The light brightens for a moment, dazzling me with its intensity, then fades to nothingness. I am back in the darkness. But something is different. There’s… a sound. And a feeling. A cold, hard feeling. On my… face?

I open my eyes, for now I have them. In front of my face is a solid, smooth, cold surface. I raise my head a little and look up. I’m lying on a stone floor outside a small, ruined building. It looks familiar somehow, but it takes a moment for me to realise why.

Of course. It’s the house where we used to play together as children, and onward grew up until young adults. The house where we confessed our true feelings to one another, shared our first kiss, and were first intimate with one another. The house in which I lived until my parents died, and I was forced to go out into the world and make it on my own.

It has been many years since I have seen this house, and something had not been kind to it. I don’t know if it was age or the destruction wrought by “it”, but to see my memories laid out before me, a crumbling ruin, is profoundly moving.

I push off the ground with my hands and get unsteadily to my feet. I feel the gentle breeze of the day over my whole body, and I suddenly realise I am nude. Instinctively covering myself as best as I can with my arms and hands, I frantically look around for something to wear and anyone who might be looking, but find neither. All is eerily quiet. The horrific sounds of the devastation had ceased. Was it over?

I look back at the house and frown. If I look at it at the right angle, it almost looked like…

There’s a giggling sound. My eyes widen as a girl skips out into the garden. She seems oblivious to my presence. It doesn’t take me long to recognise her.

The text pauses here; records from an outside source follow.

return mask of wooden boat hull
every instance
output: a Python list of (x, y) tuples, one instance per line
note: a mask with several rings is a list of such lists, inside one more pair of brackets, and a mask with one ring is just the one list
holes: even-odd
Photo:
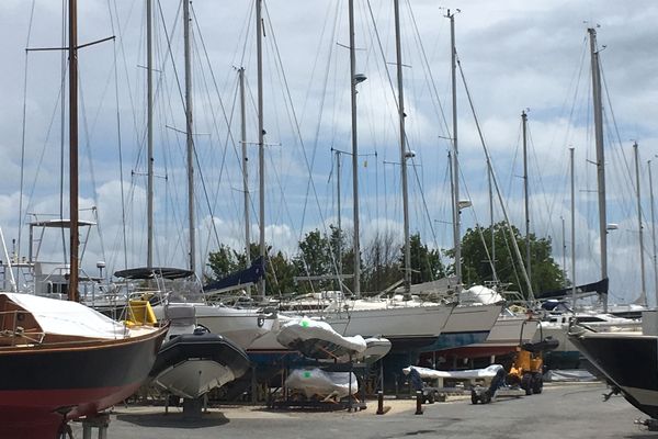
[(0, 349), (0, 437), (55, 438), (71, 419), (131, 396), (148, 376), (167, 334)]
[(184, 398), (197, 398), (238, 379), (250, 367), (242, 349), (211, 333), (179, 335), (162, 345), (150, 375)]
[(642, 333), (569, 334), (580, 352), (622, 392), (626, 401), (658, 418), (658, 337)]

It’s me. Me aged about seven years old, to be precise. I was so carefree back then and never had any idea of the awful future in store for me.

From around the corner comes my mother. She gestures to seven year old me and says something to her that I can’t quite hear. The two of them go inside the house.

I gasp. Before my eyes, the house is whole again. Tentatively walking towards it, I reach out and touch the aged stones of the wall, and they’re real. I walk around to the back of the house, where young me and my mother disappeared, and sure enough, there is the door.

I put my hand on the handle and hesitate for a moment. While for a few moments, the atmosphere had been filled with life thanks to the incessant giggling of young me, now there’s a chilling sense of emptiness. I know that my young self and my mother couldn’t possibly be here, that it must have been some sort of hallucination, but it still saddens me a little — and that doesn’t explain the house, which had been an uninhabitable ruin just minutes before.

I push down on the handle. The door is unlocked, and creaks in that old, familiar way as I open it and step into my childhood home for the first time in over twenty years.